Ronan, por otro lado, se había convertido en un nómada profesional. Pasó por tres agencias diferentes en cinco años, dejando un rastro de conflictos y proyectos inacabados. En cada lugar, la historia se repetía: un inicio prometedor, seguido de la incapacidad para aceptar críticas, la creación de un ambiente tóxico y, finalmente, una salida amarga. Él era el burlón y el arrogante, y la factura de su arrogancia estaba llegando, pesada y exclusivamente para él.
Su encuentro tuvo lugar en un evento de la industria, uno de esos cócteles ruidosos donde todos lucen sus mejores sonrisas y tarjetas de visita. Adriano estaba rodeado de jóvenes diseñadores que lo escuchaban con admiración. Ronan estaba apoyado en un rincón, solo, observando la escena con un vaso de whisky en la mano y un cinismo familiar en la mirada.
“Vaya, vaya, si no es el gran jefe”, dijo Ronan, acercándose, con la voz cargada de una ironía que apenas ocultaba la amargura. “Subiste rápido, ¿eh, Adriano? Le hiciste la pelota a la persona adecuada, imagino”.
Adriano se giró, y la sonrisa en su rostro no vaciló. No había en él arrogancia, solo una calma genuina.
“Hola, Ronan. Me alegro de verte. ¿Cómo estás?”.
La simple pregunta desarmó a Ronan. Esperaba una confrontación, un cruce de pullas. Pero Adriano ya no estaba en ese juego.

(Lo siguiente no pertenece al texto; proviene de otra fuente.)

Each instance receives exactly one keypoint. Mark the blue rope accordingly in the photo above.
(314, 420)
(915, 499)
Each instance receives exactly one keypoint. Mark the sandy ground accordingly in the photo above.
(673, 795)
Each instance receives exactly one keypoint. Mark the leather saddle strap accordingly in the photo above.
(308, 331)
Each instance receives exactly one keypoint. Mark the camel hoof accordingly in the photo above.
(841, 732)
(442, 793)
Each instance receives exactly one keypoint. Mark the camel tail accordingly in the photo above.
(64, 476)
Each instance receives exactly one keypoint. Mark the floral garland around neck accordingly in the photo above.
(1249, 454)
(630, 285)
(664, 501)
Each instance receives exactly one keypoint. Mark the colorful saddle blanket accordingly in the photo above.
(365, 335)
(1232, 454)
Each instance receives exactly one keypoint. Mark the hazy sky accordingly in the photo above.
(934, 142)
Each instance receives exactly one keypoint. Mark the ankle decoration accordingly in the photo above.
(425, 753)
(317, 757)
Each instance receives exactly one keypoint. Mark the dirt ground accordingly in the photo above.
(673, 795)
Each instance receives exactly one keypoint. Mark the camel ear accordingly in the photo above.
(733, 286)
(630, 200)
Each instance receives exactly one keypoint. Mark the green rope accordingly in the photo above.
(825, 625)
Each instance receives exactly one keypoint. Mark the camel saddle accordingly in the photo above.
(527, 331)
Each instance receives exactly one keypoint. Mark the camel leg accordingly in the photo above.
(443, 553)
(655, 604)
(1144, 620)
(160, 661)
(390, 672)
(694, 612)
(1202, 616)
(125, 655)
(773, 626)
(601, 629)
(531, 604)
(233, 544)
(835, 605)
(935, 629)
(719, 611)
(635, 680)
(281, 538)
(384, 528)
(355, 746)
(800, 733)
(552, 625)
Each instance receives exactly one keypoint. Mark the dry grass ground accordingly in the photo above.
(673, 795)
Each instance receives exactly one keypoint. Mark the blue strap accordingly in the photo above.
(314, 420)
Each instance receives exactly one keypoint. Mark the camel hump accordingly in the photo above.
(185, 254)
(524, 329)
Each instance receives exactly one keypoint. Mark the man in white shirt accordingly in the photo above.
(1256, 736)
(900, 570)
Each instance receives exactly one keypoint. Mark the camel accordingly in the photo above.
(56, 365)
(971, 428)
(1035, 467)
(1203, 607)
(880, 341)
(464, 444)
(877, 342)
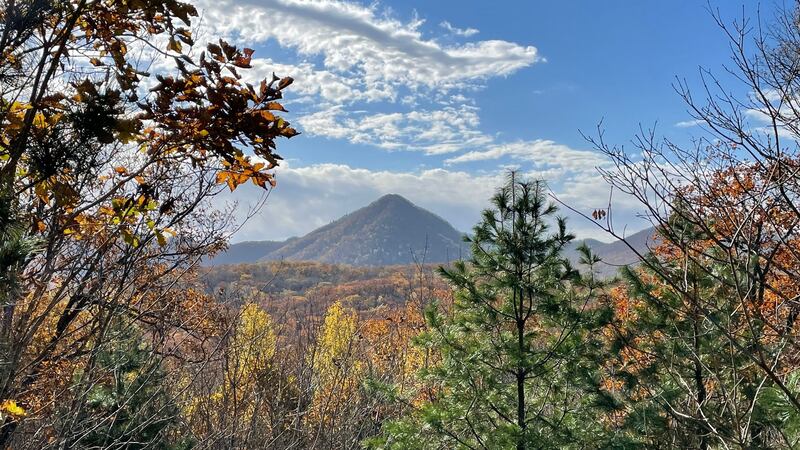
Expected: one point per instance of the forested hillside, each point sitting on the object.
(128, 127)
(390, 230)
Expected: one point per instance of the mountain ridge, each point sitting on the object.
(394, 231)
(391, 230)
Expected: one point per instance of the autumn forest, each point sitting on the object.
(121, 125)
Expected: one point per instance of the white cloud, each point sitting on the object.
(465, 32)
(544, 154)
(312, 196)
(437, 131)
(384, 53)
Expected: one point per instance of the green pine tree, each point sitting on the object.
(512, 350)
(127, 406)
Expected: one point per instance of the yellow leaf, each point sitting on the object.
(11, 407)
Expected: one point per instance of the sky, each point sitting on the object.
(437, 100)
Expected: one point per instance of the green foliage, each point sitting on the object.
(127, 406)
(513, 349)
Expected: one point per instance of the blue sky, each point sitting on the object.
(435, 100)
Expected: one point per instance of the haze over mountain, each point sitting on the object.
(390, 230)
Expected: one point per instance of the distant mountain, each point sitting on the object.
(614, 254)
(246, 252)
(390, 230)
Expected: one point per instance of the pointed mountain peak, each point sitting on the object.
(390, 199)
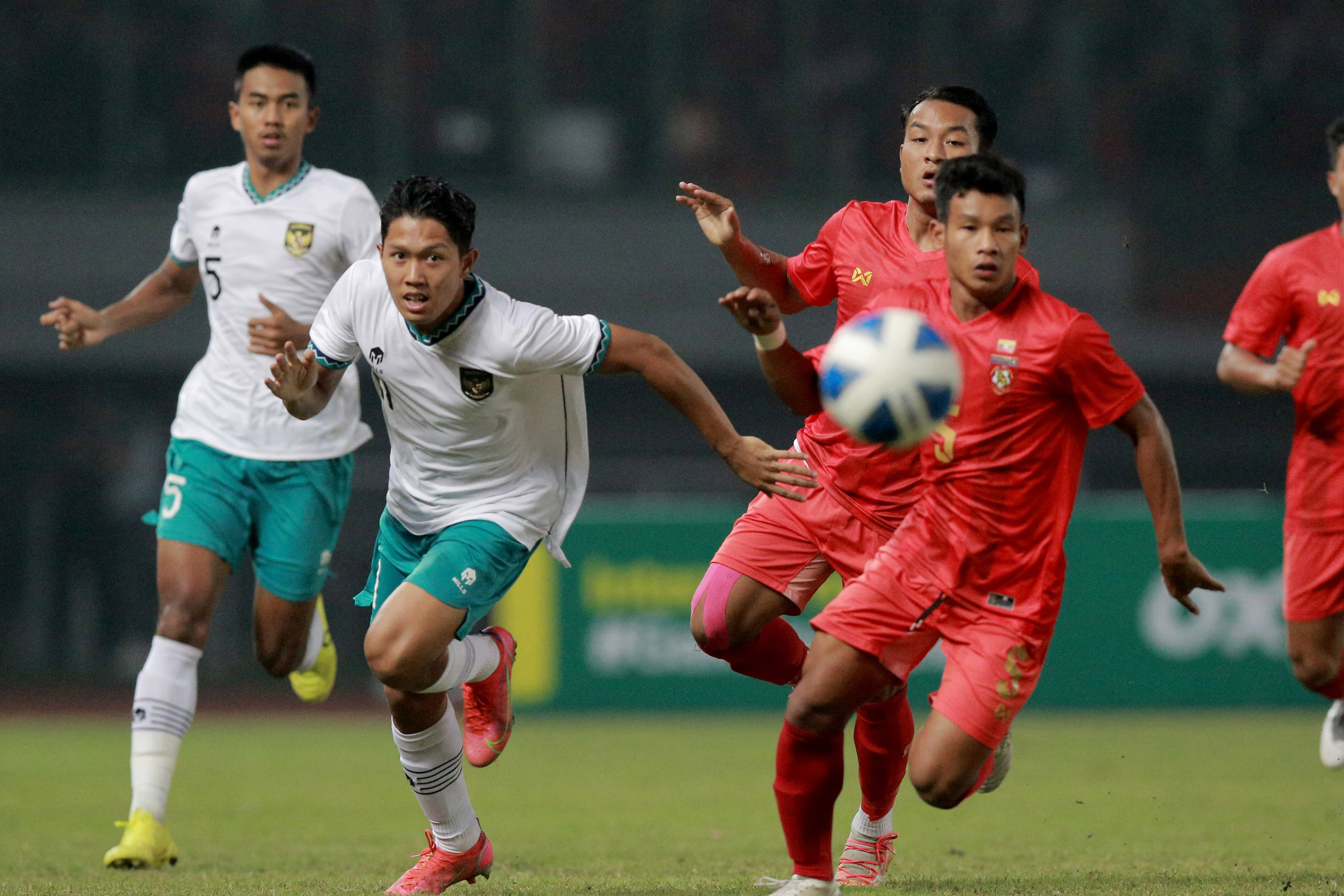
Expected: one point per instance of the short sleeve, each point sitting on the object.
(1103, 385)
(550, 343)
(359, 226)
(181, 245)
(332, 334)
(1262, 312)
(812, 270)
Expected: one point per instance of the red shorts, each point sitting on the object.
(795, 547)
(994, 660)
(1313, 575)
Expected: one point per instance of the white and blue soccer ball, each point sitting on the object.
(889, 378)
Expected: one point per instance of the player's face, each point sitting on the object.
(936, 132)
(425, 270)
(273, 113)
(983, 238)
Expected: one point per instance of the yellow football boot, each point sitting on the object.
(147, 844)
(316, 684)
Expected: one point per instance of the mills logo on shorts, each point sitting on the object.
(478, 385)
(299, 239)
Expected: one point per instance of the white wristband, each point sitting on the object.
(772, 342)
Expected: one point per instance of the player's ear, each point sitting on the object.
(470, 261)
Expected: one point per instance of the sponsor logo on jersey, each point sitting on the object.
(299, 239)
(478, 385)
(1000, 378)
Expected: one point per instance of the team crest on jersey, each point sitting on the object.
(1000, 378)
(478, 385)
(299, 239)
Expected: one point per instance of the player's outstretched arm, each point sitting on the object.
(155, 299)
(1156, 461)
(789, 373)
(753, 265)
(1246, 373)
(301, 383)
(760, 465)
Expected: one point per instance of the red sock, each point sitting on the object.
(774, 656)
(882, 736)
(808, 777)
(1335, 689)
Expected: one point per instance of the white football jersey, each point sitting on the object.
(486, 415)
(291, 248)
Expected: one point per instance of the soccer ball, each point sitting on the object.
(889, 378)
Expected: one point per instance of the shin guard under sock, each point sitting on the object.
(882, 736)
(808, 777)
(774, 656)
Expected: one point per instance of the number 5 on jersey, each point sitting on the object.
(172, 488)
(945, 439)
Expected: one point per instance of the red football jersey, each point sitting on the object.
(862, 252)
(1295, 296)
(1003, 469)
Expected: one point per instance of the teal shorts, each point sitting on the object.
(468, 566)
(287, 512)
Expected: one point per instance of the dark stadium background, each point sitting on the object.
(1167, 145)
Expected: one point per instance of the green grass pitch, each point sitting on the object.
(1188, 802)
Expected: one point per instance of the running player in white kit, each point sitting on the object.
(267, 238)
(484, 405)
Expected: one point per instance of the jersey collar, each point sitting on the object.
(280, 191)
(475, 293)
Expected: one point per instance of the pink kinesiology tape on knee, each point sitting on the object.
(714, 590)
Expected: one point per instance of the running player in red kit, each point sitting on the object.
(979, 560)
(1295, 297)
(777, 557)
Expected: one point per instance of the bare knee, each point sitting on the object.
(185, 610)
(1316, 671)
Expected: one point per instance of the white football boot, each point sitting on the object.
(1003, 762)
(1332, 736)
(798, 886)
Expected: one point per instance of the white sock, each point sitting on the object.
(472, 659)
(870, 828)
(165, 706)
(316, 635)
(433, 764)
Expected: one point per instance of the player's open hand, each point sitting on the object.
(1290, 366)
(268, 335)
(1183, 573)
(294, 375)
(755, 309)
(767, 469)
(77, 324)
(717, 216)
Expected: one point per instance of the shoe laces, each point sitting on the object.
(880, 849)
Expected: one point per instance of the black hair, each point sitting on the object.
(425, 197)
(1335, 139)
(984, 174)
(987, 123)
(278, 56)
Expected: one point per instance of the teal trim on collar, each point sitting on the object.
(473, 297)
(280, 191)
(602, 345)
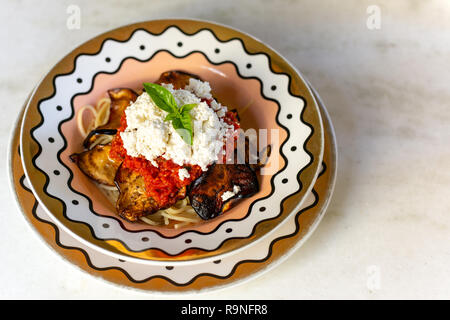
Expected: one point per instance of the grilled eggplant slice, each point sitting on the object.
(179, 79)
(205, 193)
(120, 99)
(94, 139)
(97, 164)
(133, 202)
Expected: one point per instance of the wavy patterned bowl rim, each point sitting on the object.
(309, 115)
(115, 272)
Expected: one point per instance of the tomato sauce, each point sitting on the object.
(162, 183)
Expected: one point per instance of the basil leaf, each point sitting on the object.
(187, 107)
(161, 97)
(171, 117)
(186, 121)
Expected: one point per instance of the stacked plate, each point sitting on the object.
(79, 223)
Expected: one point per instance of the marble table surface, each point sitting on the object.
(386, 87)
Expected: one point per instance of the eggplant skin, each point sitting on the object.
(121, 98)
(97, 164)
(205, 193)
(179, 79)
(133, 201)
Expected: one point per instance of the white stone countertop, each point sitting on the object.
(387, 91)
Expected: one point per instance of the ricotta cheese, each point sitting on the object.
(183, 173)
(149, 135)
(230, 194)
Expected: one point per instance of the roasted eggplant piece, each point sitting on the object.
(133, 201)
(120, 99)
(179, 79)
(93, 137)
(214, 191)
(97, 164)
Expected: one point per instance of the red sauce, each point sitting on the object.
(162, 183)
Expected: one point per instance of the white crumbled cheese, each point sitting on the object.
(183, 173)
(149, 135)
(199, 88)
(230, 194)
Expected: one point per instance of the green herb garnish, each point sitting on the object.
(180, 117)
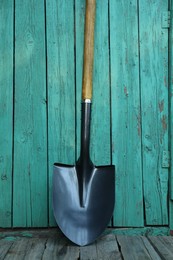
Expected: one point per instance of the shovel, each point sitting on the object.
(84, 194)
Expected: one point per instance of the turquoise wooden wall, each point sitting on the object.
(41, 54)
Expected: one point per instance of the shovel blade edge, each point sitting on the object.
(83, 225)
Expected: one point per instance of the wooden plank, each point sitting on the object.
(153, 254)
(30, 130)
(61, 248)
(35, 248)
(61, 86)
(163, 245)
(171, 115)
(107, 248)
(89, 252)
(18, 250)
(4, 248)
(154, 98)
(100, 125)
(6, 111)
(171, 92)
(133, 248)
(126, 125)
(154, 231)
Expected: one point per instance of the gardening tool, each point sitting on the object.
(83, 194)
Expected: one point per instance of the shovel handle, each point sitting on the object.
(88, 49)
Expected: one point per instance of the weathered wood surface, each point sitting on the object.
(154, 109)
(171, 110)
(61, 86)
(6, 111)
(126, 128)
(30, 132)
(51, 244)
(41, 58)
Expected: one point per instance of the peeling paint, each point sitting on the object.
(165, 81)
(126, 91)
(164, 122)
(161, 106)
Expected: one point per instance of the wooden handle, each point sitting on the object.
(88, 49)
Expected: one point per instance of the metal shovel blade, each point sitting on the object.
(83, 224)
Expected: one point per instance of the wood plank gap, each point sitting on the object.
(161, 248)
(46, 101)
(14, 69)
(110, 88)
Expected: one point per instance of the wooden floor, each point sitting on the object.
(51, 244)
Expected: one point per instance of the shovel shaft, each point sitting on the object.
(88, 49)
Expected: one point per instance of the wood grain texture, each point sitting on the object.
(134, 248)
(126, 122)
(163, 245)
(88, 49)
(61, 86)
(6, 111)
(154, 97)
(171, 114)
(30, 130)
(52, 244)
(100, 122)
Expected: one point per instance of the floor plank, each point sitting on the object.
(153, 254)
(18, 250)
(133, 248)
(89, 252)
(4, 248)
(107, 248)
(52, 244)
(163, 245)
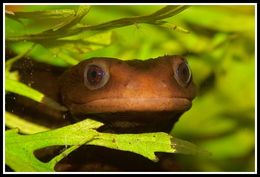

“Estoy bien”, mintió Ronan. “Abriendo mi propia agencia. Me cansé de trabajar para gente incompetente”.
Adriano solo asintió con la cabeza, sin juzgar.
“Te deseo éxito”. Y con un educado apretón de manos, se disculpó y volvió a su conversación.
El encuentro, que duró menos de un minuto, fue suficiente para sacudir a Ronan. La paz de Adriano, su tranquila confianza, era un contraste brutal con la tormenta que existía dentro de él.
Más tarde, esa noche, Ronan llegó a su pequeño y desordenado apartamento. La “propia agencia” era solo una idea, un farol para enmascarar el hecho de que lo habían despedido de nuevo la semana anterior. Se miró en el gran espejo de la sala, uno de los pocos muebles que quedaban de su época de gloria.
Y, por primera vez, no vio al genio incomprendido. Vio a un hombre de cuarenta años, cansado, solitario y con miedo. Recordó aquel día en el despacho de Maurício. Recordó a Adriano. Todas las excusas que había construido a lo largo de los años —jefes malos, compañeros envidiosos, mala suerte— se derrumbaron.
La verdad lo golpeó con la fuerza de un puñetazo. Nadie le había hecho aquello. Ni Maurício, ni Adriano, ni el “sistema”. Él, y solo él, había soportado el peso de su propia arrogancia. Esta había sido un ancla, manteniéndolo atascado en el mismo lugar mientras el mundo a su alrededor avanzaba. Su negativa a aprender había sido su sentencia.
El hombre en el espejo lo miraba fijamente, y no había a dónde huir. La sabiduría que Adriano abrazó lo había elevado. La arrogancia que Ronan eligió lo había hundido. Y, en el silencio de su apartamento, finalmente entendió la verdad más solitaria de todas: la cosecha de nuestras elecciones es intransferible.